Séminaire théorique "Psychopathologie de la société" (Paris)

Séminaire théorique 2011 - 2012 animé par:

Lucile Charliac, Geneviève Morel et Franz Kaltenbeck 

SAVOIRS et CLINIQUE-Paris » (Association pour la  formation permanente en clinique psychanalytique  agrée FMC n° 100415 par les CNFMC) et le CP-ALEPH (Collège de  Psychanalystes de l’Association pour l'Étude de la  Psychanalyse et de  son Histoire) organisent, en 2011-2012, un séminaire clinique et un séminaire théorique à Paris (Institut hispanique, 31 rue Gay-Lussac, 75005 Paris).

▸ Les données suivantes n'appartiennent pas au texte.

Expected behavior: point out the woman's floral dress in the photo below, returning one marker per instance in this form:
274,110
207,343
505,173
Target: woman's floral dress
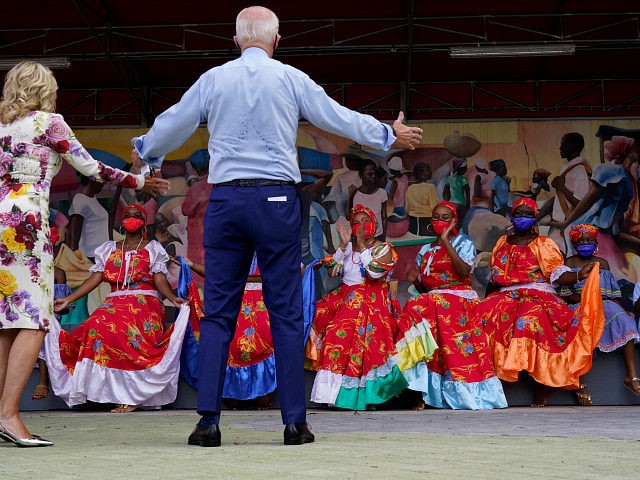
354,333
31,154
530,327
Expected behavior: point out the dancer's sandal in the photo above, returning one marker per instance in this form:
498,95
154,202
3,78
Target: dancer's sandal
40,392
583,397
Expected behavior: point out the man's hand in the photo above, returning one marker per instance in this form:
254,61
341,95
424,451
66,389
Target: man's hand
406,137
154,186
135,159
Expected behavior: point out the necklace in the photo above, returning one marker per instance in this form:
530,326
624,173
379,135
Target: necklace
126,262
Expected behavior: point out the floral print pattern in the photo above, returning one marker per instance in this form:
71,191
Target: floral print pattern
127,331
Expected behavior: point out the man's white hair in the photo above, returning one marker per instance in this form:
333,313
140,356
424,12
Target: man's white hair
256,24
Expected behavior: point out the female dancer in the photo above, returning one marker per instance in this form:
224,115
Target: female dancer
530,328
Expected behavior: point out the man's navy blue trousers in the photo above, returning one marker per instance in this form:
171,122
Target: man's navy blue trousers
239,221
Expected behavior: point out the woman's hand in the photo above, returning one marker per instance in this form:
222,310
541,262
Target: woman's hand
585,271
361,238
60,304
135,159
154,186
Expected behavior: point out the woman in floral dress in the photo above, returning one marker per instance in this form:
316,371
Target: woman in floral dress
33,143
121,354
530,327
353,337
460,375
251,368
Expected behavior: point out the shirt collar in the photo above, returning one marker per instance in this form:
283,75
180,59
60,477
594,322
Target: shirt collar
254,52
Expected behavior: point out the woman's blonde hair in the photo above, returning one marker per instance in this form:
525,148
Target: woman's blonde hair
29,86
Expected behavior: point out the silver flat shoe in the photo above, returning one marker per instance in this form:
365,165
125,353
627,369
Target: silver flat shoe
34,441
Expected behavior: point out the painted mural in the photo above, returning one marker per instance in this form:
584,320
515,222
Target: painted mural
482,167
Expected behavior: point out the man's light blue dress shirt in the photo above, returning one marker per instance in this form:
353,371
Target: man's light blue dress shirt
252,106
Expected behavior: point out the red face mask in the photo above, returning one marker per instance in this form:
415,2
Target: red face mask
439,226
132,224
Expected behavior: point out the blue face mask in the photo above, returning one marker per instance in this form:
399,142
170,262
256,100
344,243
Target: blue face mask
586,249
523,223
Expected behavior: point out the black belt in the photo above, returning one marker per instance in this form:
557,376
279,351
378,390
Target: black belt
255,182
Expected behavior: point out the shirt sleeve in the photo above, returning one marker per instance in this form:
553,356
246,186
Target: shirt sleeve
466,250
173,127
327,114
340,255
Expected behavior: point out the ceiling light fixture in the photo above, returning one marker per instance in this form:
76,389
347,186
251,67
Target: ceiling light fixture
545,50
8,63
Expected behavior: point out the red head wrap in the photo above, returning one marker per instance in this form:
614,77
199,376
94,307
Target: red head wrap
529,202
578,230
137,207
362,209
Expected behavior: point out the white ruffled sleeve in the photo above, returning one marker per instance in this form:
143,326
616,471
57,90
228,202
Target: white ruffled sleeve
101,255
158,258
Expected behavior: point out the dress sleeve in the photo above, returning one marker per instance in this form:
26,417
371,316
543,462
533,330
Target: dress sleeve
373,262
555,275
466,250
501,241
548,255
158,258
101,255
60,138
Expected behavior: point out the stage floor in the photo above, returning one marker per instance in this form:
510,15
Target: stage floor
515,443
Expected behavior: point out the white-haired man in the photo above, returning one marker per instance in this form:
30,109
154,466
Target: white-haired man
252,106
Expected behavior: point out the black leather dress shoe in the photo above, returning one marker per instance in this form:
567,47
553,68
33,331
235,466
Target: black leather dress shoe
297,434
205,436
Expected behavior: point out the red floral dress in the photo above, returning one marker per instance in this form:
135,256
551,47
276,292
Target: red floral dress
122,352
530,327
461,374
251,369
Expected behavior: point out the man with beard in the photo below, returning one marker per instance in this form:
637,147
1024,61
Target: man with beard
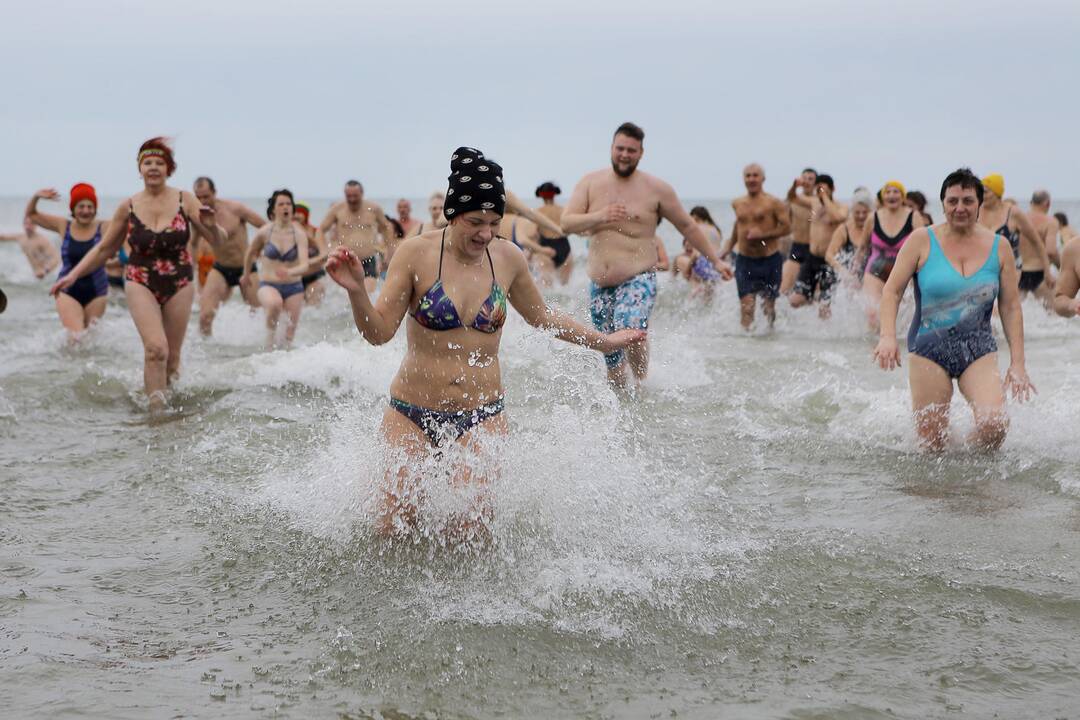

Les jeudis 17 novembre, 1er et 15 décembre 2011, 5 janvier, 9 février, 29 mars, 12 avril, 10 mai et 7 juin 2012 de 21h à 23h

Psychopathologie de la société

A la dernière page du Malaise dans la culture, Freud évoque l’existence, par analogie avec l’individu, de « névroses sociales » qui frapperaient certaines civilisations. Certes, il objecte immédiatement que, d’une part, il faudrait définir alors, par contraste, la « normalité » d’une société, et il ne voit pas dans quel « arrière-plan » la trouver. D’autre part, dit-il, à quoi servirait un tel diagnostic, « puisque personne ne dispose de l’autorité suffisante pour imposer une thérapie aux masses ? » De toutes façons, Freud ne croyait ni aux progrès de la civilisation ni aux vertus d’un retour en arrière, et refusait la position d’un sauveur comme contraire à l’éthique de la psychanalyse ; en revanche, jusqu’à la fin, il a voulu analyser les ressorts pulsionnels des sociétés. Mais il conclut cependant : « En dépit de ces difficultés accrues, on est en droit d’espérer qu’un jour quelqu’un prendra le risque d’entreprendre une telle pathologie des communautés civilisées ».
Aujourd’hui, on peut faire le constat que l’ État, au nom de la société, n’hésite pas à prendre la place de cet « arrière-plan » transcendant que refusait Freud : il définit les normes de la santé mentale et impose de façon extrêmement restrictive la façon dont on doit soigner ceux qui n’y sont pas conformes. La part qu’y prend la psychanalyse y est désormais, on le sait, réduite à la portion congrue.
C’est pourquoi les psychanalystes d’aujourd’hui ne doivent pas, au nom d’une supposée neutralité (concept que Lacan a remis en cause même pour la cure), reculer devant le vœu théorique et politique de Freud à la fin de sa vie : prendre le risque d’une psychopathologie de la société. Pour cela, il faut être fidèle à « l’enveloppe formelle » des symptômes contemporains pour les déchiffrer (Lacan) ; il faut suivre à la trace les mutations du savoir et sonder les crises du pouvoir ; il faut observer les émotions de l’opinion, amplifiées par les média et internet ; et il nous faut aussi interroger nos concepts et nos paradigmes, et parfois les tordre pour mieux saisir les enjeux des symptômes contemporains.

Le séminaire sera animé autour des thèmes suivants :

LUCILE CHARLIAC :
« Le Nom-du-Père fait-il le poids face aux nouvelles formes de procréation ? »

FRANZ KALTENBECK :
« Criminologie psychanalytique »

GENEVIÈVE MOREL :
« Clinique du surmoi contemporain : l'humour, la contrefaçon, la culpabilité.»